My guess is this is not true. I believe one can cook up some example on the blow up of $\mathbb{A}^2$ at a point.
One more question: I believe the reason for the first fact is that if a meromorphic function have zeros, it must also have poles, but this requires compactness, right?
You only need $X$ to be compact and connected for this result to hold. I will write $\mathcal {L}^*$ instead of $\mathcal {L}^{-1}$.
There is a map
$$H^0(X, \mathcal {L})\otimes H^0(X, \mathcal{L}^*) \to H^0(X, \mathcal{L}\otimes \mathcal{L}^*) \cong H^0(X, \mathcal{O}) \cong \Gamma(X, \mathcal{O}) \cong \mathcal{O}(X)$$
given by $f\otimes \alpha \mapsto \alpha(f) \in \mathcal{O}(X)$, where $(\alpha(f))(x) = \alpha_x(f_x)$. As $X$ is compact, $\alpha(f)$ is constant.
If $\mathcal{L}$ is trivial, then so is $\mathcal{L}^*$ and hence $H^0(X, \mathcal{L}) \cong H^0(X, \mathcal{L}^*) \cong H^0(X, \mathcal{O}) \cong \mathcal{O}(X) \cong \mathbb{C}$.

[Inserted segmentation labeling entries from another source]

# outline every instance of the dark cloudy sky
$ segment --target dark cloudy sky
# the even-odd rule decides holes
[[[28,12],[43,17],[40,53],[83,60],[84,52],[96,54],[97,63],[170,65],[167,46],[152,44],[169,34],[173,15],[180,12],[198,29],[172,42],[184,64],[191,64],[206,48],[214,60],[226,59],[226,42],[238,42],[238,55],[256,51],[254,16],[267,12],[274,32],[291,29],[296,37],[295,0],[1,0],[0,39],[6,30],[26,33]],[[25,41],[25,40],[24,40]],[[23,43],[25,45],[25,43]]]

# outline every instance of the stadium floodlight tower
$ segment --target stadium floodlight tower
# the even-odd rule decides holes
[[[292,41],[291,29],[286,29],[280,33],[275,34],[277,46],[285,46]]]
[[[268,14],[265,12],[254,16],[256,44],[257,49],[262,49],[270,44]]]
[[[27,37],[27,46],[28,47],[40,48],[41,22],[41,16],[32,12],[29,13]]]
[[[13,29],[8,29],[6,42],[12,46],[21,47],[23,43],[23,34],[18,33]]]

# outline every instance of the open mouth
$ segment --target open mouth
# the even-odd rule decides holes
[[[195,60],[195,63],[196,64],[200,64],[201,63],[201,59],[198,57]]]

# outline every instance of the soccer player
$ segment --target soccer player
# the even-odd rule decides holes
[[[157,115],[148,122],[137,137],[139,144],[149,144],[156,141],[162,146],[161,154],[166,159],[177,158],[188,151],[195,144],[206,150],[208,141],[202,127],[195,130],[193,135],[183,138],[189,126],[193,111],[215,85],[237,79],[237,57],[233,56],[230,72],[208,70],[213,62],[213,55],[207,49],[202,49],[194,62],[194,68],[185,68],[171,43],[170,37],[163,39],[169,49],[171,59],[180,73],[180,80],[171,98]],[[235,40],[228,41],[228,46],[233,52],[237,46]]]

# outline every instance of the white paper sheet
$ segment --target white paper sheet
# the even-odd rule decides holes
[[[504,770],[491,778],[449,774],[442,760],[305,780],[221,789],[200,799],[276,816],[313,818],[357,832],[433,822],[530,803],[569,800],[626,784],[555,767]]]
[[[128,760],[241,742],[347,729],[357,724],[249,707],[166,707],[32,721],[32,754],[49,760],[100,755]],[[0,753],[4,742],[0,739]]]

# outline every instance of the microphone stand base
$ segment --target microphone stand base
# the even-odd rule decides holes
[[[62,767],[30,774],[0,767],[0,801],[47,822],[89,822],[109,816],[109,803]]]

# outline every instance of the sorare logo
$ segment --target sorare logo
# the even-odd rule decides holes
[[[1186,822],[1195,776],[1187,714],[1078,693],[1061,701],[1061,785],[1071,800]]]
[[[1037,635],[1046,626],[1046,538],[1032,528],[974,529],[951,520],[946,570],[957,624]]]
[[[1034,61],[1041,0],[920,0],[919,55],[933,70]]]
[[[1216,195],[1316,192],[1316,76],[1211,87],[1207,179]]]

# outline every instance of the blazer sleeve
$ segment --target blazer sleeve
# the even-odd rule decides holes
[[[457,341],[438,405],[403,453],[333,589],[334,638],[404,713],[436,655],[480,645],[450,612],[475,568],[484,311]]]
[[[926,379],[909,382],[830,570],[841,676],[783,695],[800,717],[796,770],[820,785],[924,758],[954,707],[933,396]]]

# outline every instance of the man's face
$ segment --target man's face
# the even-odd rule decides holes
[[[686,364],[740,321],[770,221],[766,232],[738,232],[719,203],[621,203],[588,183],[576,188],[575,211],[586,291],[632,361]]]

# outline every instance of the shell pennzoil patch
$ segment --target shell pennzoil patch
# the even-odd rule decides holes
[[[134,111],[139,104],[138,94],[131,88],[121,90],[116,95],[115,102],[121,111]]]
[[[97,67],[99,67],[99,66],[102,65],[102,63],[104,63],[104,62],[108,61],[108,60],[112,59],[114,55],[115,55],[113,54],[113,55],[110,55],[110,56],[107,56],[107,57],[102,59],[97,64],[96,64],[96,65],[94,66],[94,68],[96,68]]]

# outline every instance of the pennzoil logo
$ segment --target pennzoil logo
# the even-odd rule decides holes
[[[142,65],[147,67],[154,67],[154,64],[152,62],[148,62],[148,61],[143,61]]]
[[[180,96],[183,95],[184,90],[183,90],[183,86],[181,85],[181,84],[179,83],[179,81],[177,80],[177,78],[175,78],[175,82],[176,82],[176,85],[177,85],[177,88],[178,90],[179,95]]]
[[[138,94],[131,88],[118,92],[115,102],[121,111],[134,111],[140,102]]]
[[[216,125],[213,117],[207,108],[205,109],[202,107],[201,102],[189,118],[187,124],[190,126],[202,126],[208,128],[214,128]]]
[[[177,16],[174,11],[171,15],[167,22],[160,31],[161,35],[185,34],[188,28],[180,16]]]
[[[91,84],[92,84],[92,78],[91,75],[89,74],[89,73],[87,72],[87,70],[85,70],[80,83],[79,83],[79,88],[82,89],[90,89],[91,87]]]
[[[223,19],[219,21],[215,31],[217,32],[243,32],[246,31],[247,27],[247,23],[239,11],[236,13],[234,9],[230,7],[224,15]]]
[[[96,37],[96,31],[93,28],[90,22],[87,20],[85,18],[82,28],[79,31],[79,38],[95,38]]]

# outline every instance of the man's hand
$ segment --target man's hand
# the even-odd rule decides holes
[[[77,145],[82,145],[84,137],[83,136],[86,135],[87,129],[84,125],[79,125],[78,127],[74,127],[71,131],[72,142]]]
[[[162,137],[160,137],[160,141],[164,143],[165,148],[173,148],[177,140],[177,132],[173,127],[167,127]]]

Suppose now that $\mathcal{L}$ is not trivial, yet admits a non-zero section $f$; as $\mathcal{L}$ is not trivial, there is $x \in X$ such that $f_x \in \mathcal{L}_x$ is zero. For any section $\alpha$ of $\mathcal{L}^*$ we have $(\alpha(f))(x) = \alpha_x(f_x) = \alpha_x(0) = 0$. As $\alpha(f)$ is a constant function and has value zero at $x$, it must be the constant zero function. Therefore $\{x \in X \mid \alpha_x = 0\}\cup\{x \in X \mid f_x = 0\} = X$. As both of these sets are closed, at least one of them contains an open set. By the identity theorem, together with the fact that $X$ is connected, either $\alpha = 0$ or $f = 0$, but $f$ is a non-zero section, so $\alpha = 0$. Therefore $\mathcal{L}^*$ does not admit a nowhere-zero section.
Likewise, if $\mathcal{L}^*$ is non-trivial and admits a non-zero section, then $\mathcal{L}$ does not admit a non-zero section.